1.8 – Being bitten by the great black snake of egoism, you think, “I am the doer.” To be happy, drink the nectar of the conviction, “I am not the doer.”

Identifying yourself with the ego—the thought or concept of “I” in the mind—is like the bite of a poisonous snake.  How so?  Because it leads to the false conviction that you are the one that acts when the body and mind act and thinking this is ‘fatal’ to happiness.  When you believe, “I am doing this” or “I am doing that” you falsely claim ownership of the results of what the body and mind do.  That this is an impediment to happiness is obvious when the results of body-mind’s actions are unpleasant.  What is not as evident is that this is also an obstacle to happiness when the results are pleasant, the reason being that achieving a desirable result does not lead to permanent happiness.  Once the pleasurable effect wears off, you are inevitably left with a desire to do something else to try to regain happiness, thus creating an endless cycle of action and desire that never lead to the contentment you want.  So Ashtavakra astutely points out that if you truly want to be happy, step out of cycle of doing and enjoying entirely through understanding.  When you have been poisoned by the belief, “I am the doer” the antidote is the conviction, “I am not the doer.”  If you are not the doer, the problem of action, desire and reaping the results of action—good or bad—does not belong to you.      

1.9 – “I am the one, pure consciousness.”  In the fire of this conviction, burn down the forest of ignorance and be happy.
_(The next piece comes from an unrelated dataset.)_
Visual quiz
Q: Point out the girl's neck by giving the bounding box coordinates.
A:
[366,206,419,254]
Just as a forest is made up of countless trees, the forest of ignorance is composed of the innumerable ways you can mistake yourself to be the body-mind.  You ‘burn’ this ignorance with the conviction that you are the consciousness that knows, and is therefore free of, the body-mind and all of its problems. Or alternately, ignorance is incinerated by the conviction that since you are one alone, you are not affected by the body-mind because it is only an appearance.  This is stated in the next verse.     

1.10 – Although you are consciousness, the highest bliss, you are imagined to be the world, just as a rope is imagined to be a snake.  Know this and live happily.
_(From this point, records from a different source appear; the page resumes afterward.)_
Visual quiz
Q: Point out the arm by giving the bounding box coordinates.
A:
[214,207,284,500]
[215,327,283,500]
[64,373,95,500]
When a rope is mistaken to be a snake, the snake is only an appearance.  Despite the illusion, nothing but the rope ever exists.  Similarly, when you, consciousness, are imagined to be the world (“world” here includes the body-mind), the world is merely an appearance while nothing but you ever exists.  Believing that there is actually a world is ignorance, an error based on the misperception of reality.  When this error is corrected, you can live happily, knowing that the world, just like an illusory snake, can cause you no harm. 
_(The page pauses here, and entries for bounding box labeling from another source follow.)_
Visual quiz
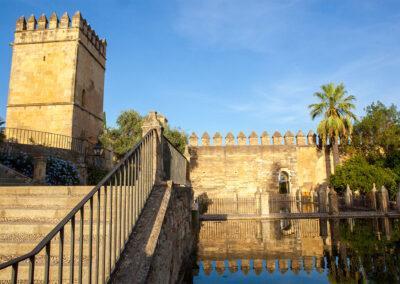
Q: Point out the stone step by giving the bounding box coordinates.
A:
[0,185,94,196]
[0,245,119,283]
[0,194,88,209]
[0,177,29,186]
[0,257,108,283]
[0,209,138,226]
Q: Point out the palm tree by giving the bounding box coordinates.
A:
[0,117,5,143]
[308,83,356,168]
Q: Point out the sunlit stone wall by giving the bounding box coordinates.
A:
[189,131,332,197]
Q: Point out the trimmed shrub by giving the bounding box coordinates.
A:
[329,156,398,197]
[0,152,33,178]
[46,157,79,185]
In this verse Ashtavakra says that consciousness is the highest bliss.  The word “bliss” can only be taken in the metaphorical sense because bliss is a feeling, a state of mind, and it has been clearly stated that consciousness is free of the mind.  A synonym for bliss is satisfaction, so by calling consciousness the highest satisfaction it indicates that the only way to get real satisfaction—as opposed to temporary satisfaction gained from everyday pursuits—is to understand what your true nature is.  When that happens you see that you lack nothing and have nothing to fear because there is only you and you are never touched by the appearance of the world. 

1.11 – He who considers himself free is free indeed and one who considers himself bound remains bound. “As one thinks, so one becomes,” is a popular saying in this world, and it is quite true.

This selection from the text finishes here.